松竹座は千龝楽を迎えました。2ヶ月に渡って「NINAGAWA十二夜」を上演してきましたが、振り返ると、長い様であっという間だった様な、不思議な感覚です。またの再演や海外公演の機会が楽しみです。しかしここで一息ついている場合ではありません。すぐに八月納涼公演が始まります。今回は一部と二部のみの出演ですが、僕にとっては、大人の役者としての大きなステップアップになる月です。と言うのは、「船弁慶」で、四天王の芯をつとめさせて頂くからです。芯というのは、飛行機の機長といった役割で、後輩達をリードする任務です。今まで僕は先輩のリードについて行くだけの立場でしたが、今回は違います。これまで先輩方から見て聞いて教わった知識を活かして、そつなくこなしたいと思います。いつの間にか僕も先輩の立場になっていたのですね—時の経つのは早いものです—。皆様、是非歌舞伎座へ、僕のリードっぷりを観に来て下さい…..自分でプレッシャーかけちゃいました。
7月の大阪松竹座公演も、残すところ一週間を切りました。千穐楽の200回公演に向かい、皆で一つにまとまっている感じがします。
先日一回公演の時に、京都へ行って来ました。京都駅にある京都劇場で上演している、劇団四季ミュージカル「美女と野獣」の観劇が目当てでした。長年観たいと思っていましたが、やっと念願叶い、嬉しかったです。まず驚いたのは舞台の仕掛けでした。ファンタジックな作品なので魔法を使う場面などがあるのですが、まるで手品を見せられている様で、後で何度考えても、どのようなトリックだったかわからない程見事でした。
観劇前に少し時間があったので、「祇園祭」で賑わう祇園にも立ち寄りました。12月の南座公演以外ではなかなか訪れる機会のない京都ですが、いつも見慣れた冬の風景とは違う京都の姿を体験出来て、新鮮な感触を得ました。仕事ではなく、プライベートな旅行で京都へ来たくなりました。
大阪公演も中日(なかび)が近づいて参りました。昨夏に比べ、今年の大阪はやや涼しくて助かります。お客様も連日大勢ご来場下さって、出演者一同気が引き締まります。
先日、先輩の坂東亀三郎さんとプロ野球観戦に行って来ました。甲子園ではなく、大阪ドームでのオリックス・バファローズ対ソフトバンク・ホークス戦でした。どちらのチームも僕の贔屓ではありませんが、つまるところ、どんなチームの試合でも野球観戦は楽しいものです。特に僕は亀三郎さんと野球を観に行くのがとても大好きです。お互いに野球が何より好きで、観戦しながら次の展開を予想し合ったりするのが非常に楽しいのです。今月もう一度観に行けるといいなぁ。
一昨日、松也一門ですき焼きパーティーをしました。徳松さんの滞在先がホテルではなくウィークリーマンションなので、徳松さんの部屋で彼の手作りの料理を皆で堪能しました。とても美味しく有意義な時間でした。自画自賛になってしまうのかもしれませんが、松也一門は本当に仲良しです。
今日、大阪松竹座は初日を迎えました。新橋演舞場と比べ、舞台の大きさが全然違うのにビックリしました。以前にも松竹座には出演いたしましたが、今回は先月に引き続いての「十二夜」上演で、「劇場は作品によって印象がまるで変わるのだ」ということを認識しました。

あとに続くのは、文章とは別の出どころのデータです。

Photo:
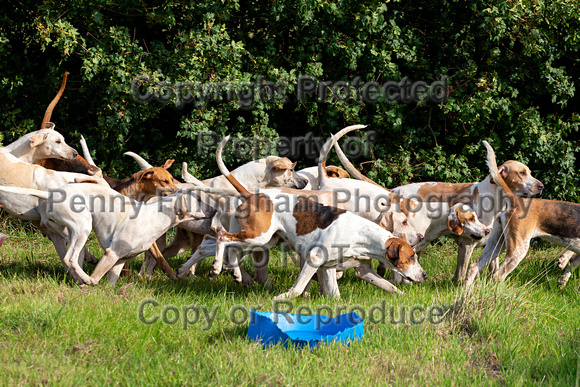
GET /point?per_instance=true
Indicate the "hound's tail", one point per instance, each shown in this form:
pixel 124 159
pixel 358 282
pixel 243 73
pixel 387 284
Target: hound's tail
pixel 50 107
pixel 86 152
pixel 492 164
pixel 25 191
pixel 349 167
pixel 326 148
pixel 188 177
pixel 224 170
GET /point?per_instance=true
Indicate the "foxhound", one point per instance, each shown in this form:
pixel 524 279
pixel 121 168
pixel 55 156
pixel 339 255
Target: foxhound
pixel 555 221
pixel 320 234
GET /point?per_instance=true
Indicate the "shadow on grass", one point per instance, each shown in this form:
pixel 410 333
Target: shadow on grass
pixel 238 332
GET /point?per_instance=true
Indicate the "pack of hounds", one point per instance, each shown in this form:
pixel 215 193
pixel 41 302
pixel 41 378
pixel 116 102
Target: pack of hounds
pixel 334 219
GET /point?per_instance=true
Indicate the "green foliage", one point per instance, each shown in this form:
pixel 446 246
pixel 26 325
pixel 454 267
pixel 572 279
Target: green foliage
pixel 511 70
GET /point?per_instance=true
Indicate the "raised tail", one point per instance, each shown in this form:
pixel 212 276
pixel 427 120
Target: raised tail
pixel 143 164
pixel 349 167
pixel 188 177
pixel 224 170
pixel 26 191
pixel 326 148
pixel 492 164
pixel 86 152
pixel 50 107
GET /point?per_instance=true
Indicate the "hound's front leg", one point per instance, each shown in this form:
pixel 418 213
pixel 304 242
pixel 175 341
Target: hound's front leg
pixel 574 263
pixel 108 260
pixel 493 248
pixel 314 259
pixel 516 251
pixel 327 282
pixel 367 274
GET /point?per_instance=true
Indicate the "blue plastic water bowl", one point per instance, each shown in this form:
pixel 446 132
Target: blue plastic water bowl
pixel 271 328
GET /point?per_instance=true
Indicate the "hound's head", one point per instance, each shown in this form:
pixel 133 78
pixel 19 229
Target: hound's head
pixel 402 259
pixel 395 217
pixel 339 173
pixel 280 173
pixel 50 144
pixel 464 221
pixel 519 178
pixel 156 180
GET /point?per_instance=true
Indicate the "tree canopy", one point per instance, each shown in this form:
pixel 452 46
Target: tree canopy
pixel 510 69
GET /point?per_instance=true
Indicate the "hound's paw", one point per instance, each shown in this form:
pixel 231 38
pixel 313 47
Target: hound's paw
pixel 181 272
pixel 90 281
pixel 281 297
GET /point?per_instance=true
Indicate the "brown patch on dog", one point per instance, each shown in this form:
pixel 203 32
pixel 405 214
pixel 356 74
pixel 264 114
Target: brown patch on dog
pixel 337 172
pixel 407 206
pixel 455 224
pixel 311 215
pixel 400 253
pixel 77 165
pixel 451 193
pixel 254 216
pixel 145 183
pixel 281 164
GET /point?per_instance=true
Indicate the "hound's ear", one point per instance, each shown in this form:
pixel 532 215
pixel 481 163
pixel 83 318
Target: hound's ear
pixel 181 206
pixel 454 224
pixel 168 164
pixel 281 164
pixel 37 139
pixel 502 169
pixel 386 222
pixel 143 175
pixel 393 245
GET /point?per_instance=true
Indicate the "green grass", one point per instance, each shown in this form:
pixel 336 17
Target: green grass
pixel 525 331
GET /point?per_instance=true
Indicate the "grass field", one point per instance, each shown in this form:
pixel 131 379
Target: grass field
pixel 525 331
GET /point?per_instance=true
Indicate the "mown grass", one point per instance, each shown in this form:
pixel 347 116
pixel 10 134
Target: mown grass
pixel 525 331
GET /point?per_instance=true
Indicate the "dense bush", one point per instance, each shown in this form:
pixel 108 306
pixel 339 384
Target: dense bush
pixel 511 69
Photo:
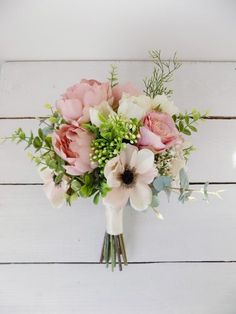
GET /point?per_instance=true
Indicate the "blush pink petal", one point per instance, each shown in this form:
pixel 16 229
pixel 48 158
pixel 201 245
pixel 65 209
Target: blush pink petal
pixel 75 102
pixel 70 109
pixel 72 144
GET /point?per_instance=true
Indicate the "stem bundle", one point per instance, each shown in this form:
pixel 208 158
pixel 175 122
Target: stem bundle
pixel 113 251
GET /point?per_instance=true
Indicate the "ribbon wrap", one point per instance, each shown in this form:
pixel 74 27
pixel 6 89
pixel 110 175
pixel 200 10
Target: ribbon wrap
pixel 114 220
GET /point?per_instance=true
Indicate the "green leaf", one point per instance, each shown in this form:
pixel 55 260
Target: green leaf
pixel 85 191
pixel 184 182
pixel 96 198
pixel 48 106
pixel 162 183
pixel 58 178
pixel 155 201
pixel 22 135
pixel 184 196
pixel 75 185
pixel 48 141
pixel 193 128
pixel 40 134
pixel 37 143
pixel 186 118
pixel 101 117
pixel 87 179
pixel 181 126
pixel 186 131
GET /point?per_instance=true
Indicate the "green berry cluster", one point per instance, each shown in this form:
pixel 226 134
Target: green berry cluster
pixel 163 162
pixel 111 138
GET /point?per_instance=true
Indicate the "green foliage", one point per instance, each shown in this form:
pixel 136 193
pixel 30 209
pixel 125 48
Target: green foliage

さて大阪生活はまだ4日目ですが、今のところとても過ごしやすい気候で助かっています。1ヶ月の期間地方公演に出演するのはちょうど1年ぶり、昨年7月の大阪公演以来です。大阪はおいしい食べ物が一杯あって嬉しいのですが、名物がたこ焼きやお好み焼き等炭水化物が多いので、くれぐれも気を付けなくていけません。
今月は観たいものがあります。吉本新喜劇と文楽公演と、甲子園での野球です。少なくとも、この中のどれか一つは実現したいと思っています。夜の部が休演の日もありますし、大阪滞在中空いた時間を有意義に過ごす為にも、時間を見つけて劇場か球場に行こうと計画中です。うまく観られたら、このブログで報告いたしましょう。